Au fil des heures passées sur l'eau avec lui, ce gaillard d'1,81 m aux mains déjà bien calleuses confie peu à peu ses angoisses. "Je n’avais jamais ressenti autant de doutes à l’approche d’un départ", reconnaît Morgan, même s'il compte bien garder le plus longtemps possible en ligne de mire Armel Le Cleac’h (team Banque Populaire), le favori du Vendée Globe. Des doutes ? "Bien sûr, presque tous les jours". Quand on lui demande s'il a peur de la mort, sa réponse est catégorique : "non". Mais qu’importe l'échelle des difficultés et de ses inquiétudes, pas question d’enfouir ses angoisses sous la coque. "L’émotion, elle va être forcément très intense. Mais j’ai envie d’être moi-même à ce moment-là même si je sais que ça va être dur". Pour n'avoir jamais le regret de vivre l'expérience à moitié, il refuse de se blinder, quitte à ouvrir les vannes au départ, "je vais en chialer, glisse-t-il. "Dans quelques années, poursuit-il, quand je regarderai dans le rétroviseur, je serai sans doute content de l’avoir vécu de la sorte plutôt que de me protéger, de rester dans ma coquille et d’avoir la sensation de passer à côté de quelque chose".
Prenez le large avec Morgan Lagravière grâce à cette vidéo 360° :
Pour être sûr de ne pas rater sa course, Morgan s’est attaché les services d’un coach mental. Présent à bord lors de ce dernier entraînement, Jean-Claude Ménard observe les moindres faits et gestes de son protégé. "J’essaie de l’aider à évacuer le stress, explique-t-il tout en remettant son bonnet façon commandant Cousteau sur la tête. Le stress n’est pas toujours mauvais conseiller mais il bouffe beaucoup d’énergie. Et l’énergie, il va en avoir besoin sur une course pareille".

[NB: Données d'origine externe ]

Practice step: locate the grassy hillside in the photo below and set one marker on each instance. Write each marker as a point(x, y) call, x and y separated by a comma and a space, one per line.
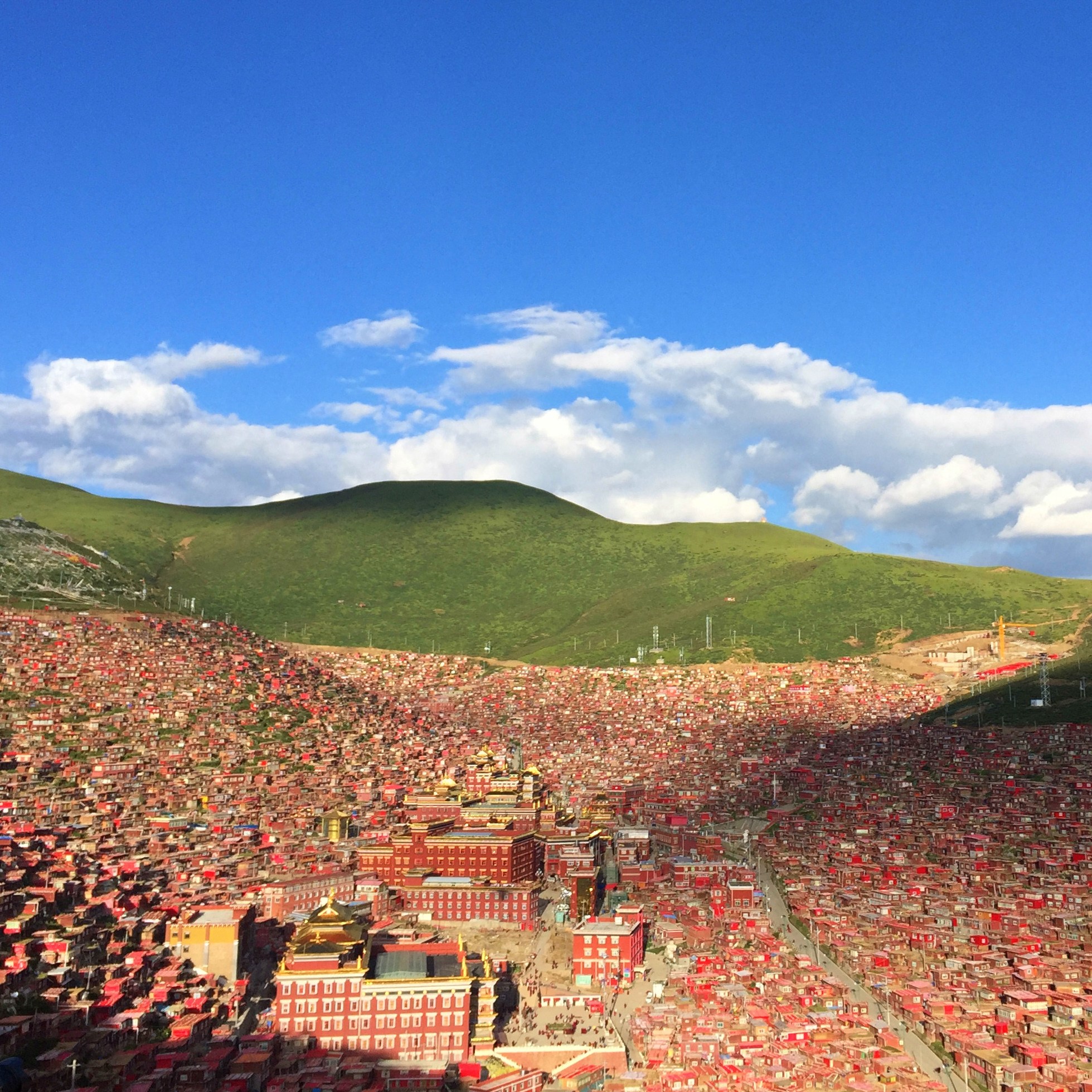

Le grand jour approche. Plus aucun entraînement. Plus aucune sortie en mer. Trois semaines avant la course, les skippers doivent laisser leur bateau à quai, aux Sables-d’Olonne, histoire de satisfaire public et sponsors. Derniers réglages. Le ravitaillement à boucler. Les derniers conseils météo à écouter. Les équipes du team Safran s’affairent pour ne rien oublier. Après un rapide break en famille, Morgan, lui, n’a qu’une mission : "dépenser le moins d’énergie possible. Car entre les sollicitations médiatiques et tous les derniers détails, explique-t-il, ça va être compliqué d’arriver à 100% pour le jour du départ. Le tout, c’est de s’en approcher. Car avant de gagner un Vendée Globe, il faut surtout ne pas le perdre".